Sunday Readings: Exodus 17.3-7; Romans 5.1-2,5-8; John 4.5-42
WOMAN: . . .Sir, you don’t have a bucket and this well is deep. Where do you expect to get living water? You don’t pretend to be greater than our ancestors Jacob, Leah, and Rachel, who gave us this well and whose family and flocks all drank from it? Jesus replied, “Everyone who drinks this water will keep getting thirsty, but whoever drinks the water that I give will never be thirsty again. The water I give will become a spring within that wells up into eternal life.” The women said, “Sir, give me this water! Then I will never be thirsty again, and I won’t have to keep coming here for water.”
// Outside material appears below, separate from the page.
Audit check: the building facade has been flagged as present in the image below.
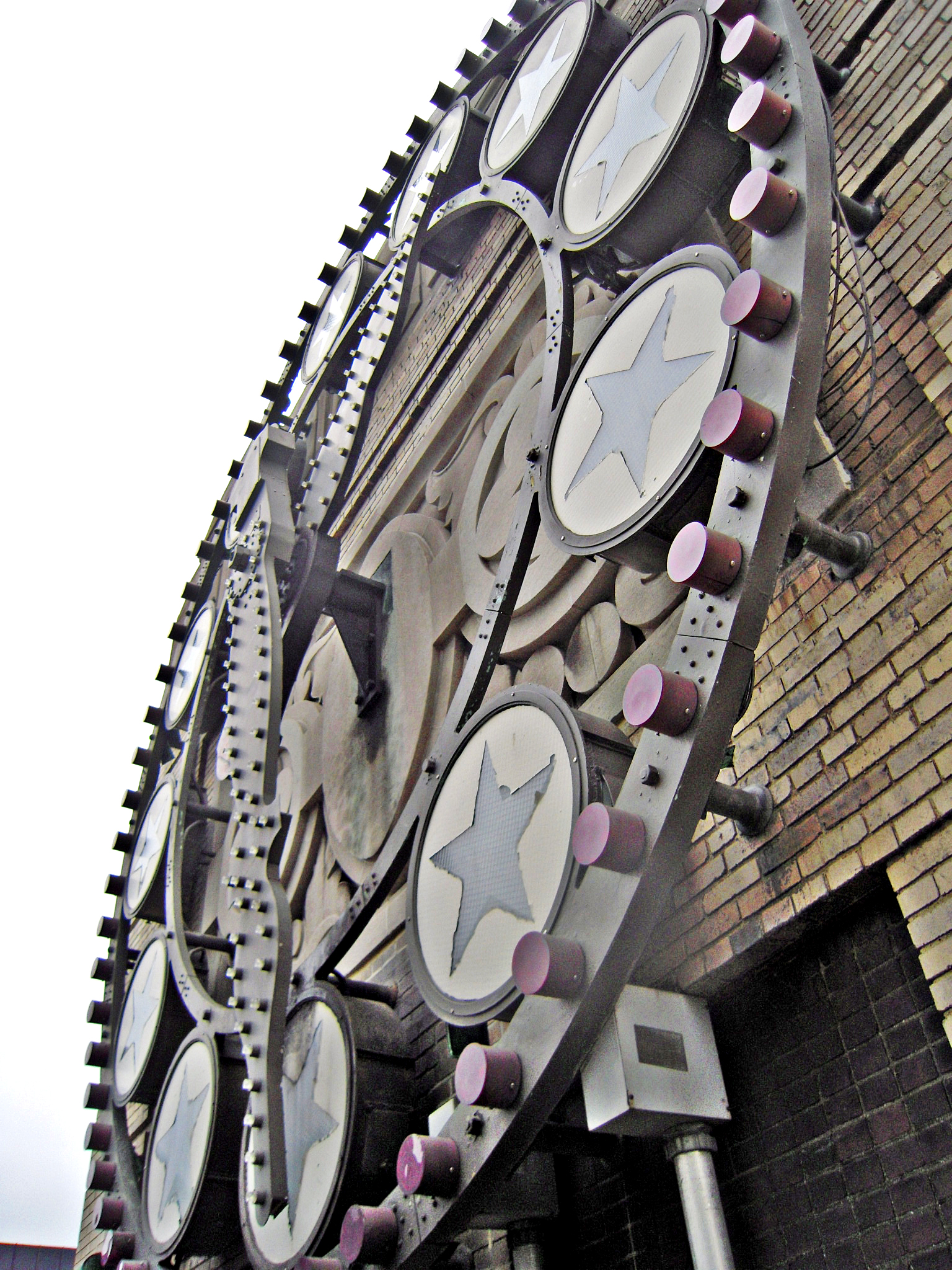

Jesus said to her “ Go, call your husband.” “I have no husband,” the woman replied. “Jesus answered, “You are right. You have had five husbands, but the man you are living with now is not your husband. What you have said is true.” “I see you are a prophet,” the woman said, “Our ancestors worshiped on this mountain, but you Jews say Jerusalem is the place where people ought to worship God.” … Jesus said, “The hour is coming , and is now here, when the true worsshipers will worship the Father in spirit and truth (John 4.11-20, 23).
On the strength of a Samaritan woman’s witness, her townspeople come to meet Jesus and believe in him. The Eastern Church gives her the name Photina (light bearer).
In the late 700s BCE, Assyria destroys Samaria, deports many of its people, and resettles the land. These new settlers from Babylon, Cuth, Hamath, Avva, and Sephariam worship their own gods. Because the Samaritans intermarry with them, Samaria becomes the home of heretics, according to the Jews of the south. It is not the woman but Samaria that has had five husbands in its past—the false gods of the new settlers.
The woman recognizes Jesus is a prophet because he speaks like prophets such as Hosea when he compares people’s relationship with God to a marriage. Jesus is calling the woman and her people out of their past relationships with other gods and offering himself as the real husband of Samaria.
In her conversation with Jesus, the woman recognizes he has come in spirit and truth to include her people in his community. Like the fishermen who leave their nets to follow Jesus, she leaves the water jar that symbolizes her work and goes to tell her townspeople she has found the messiah. The strength of the Samaritan woman’s word and witness brings her people to hear Jesus for themselves. Her witness can inspire our own.
When have you experienced the Spirit well up within you?
Who believes on the strength of your witness?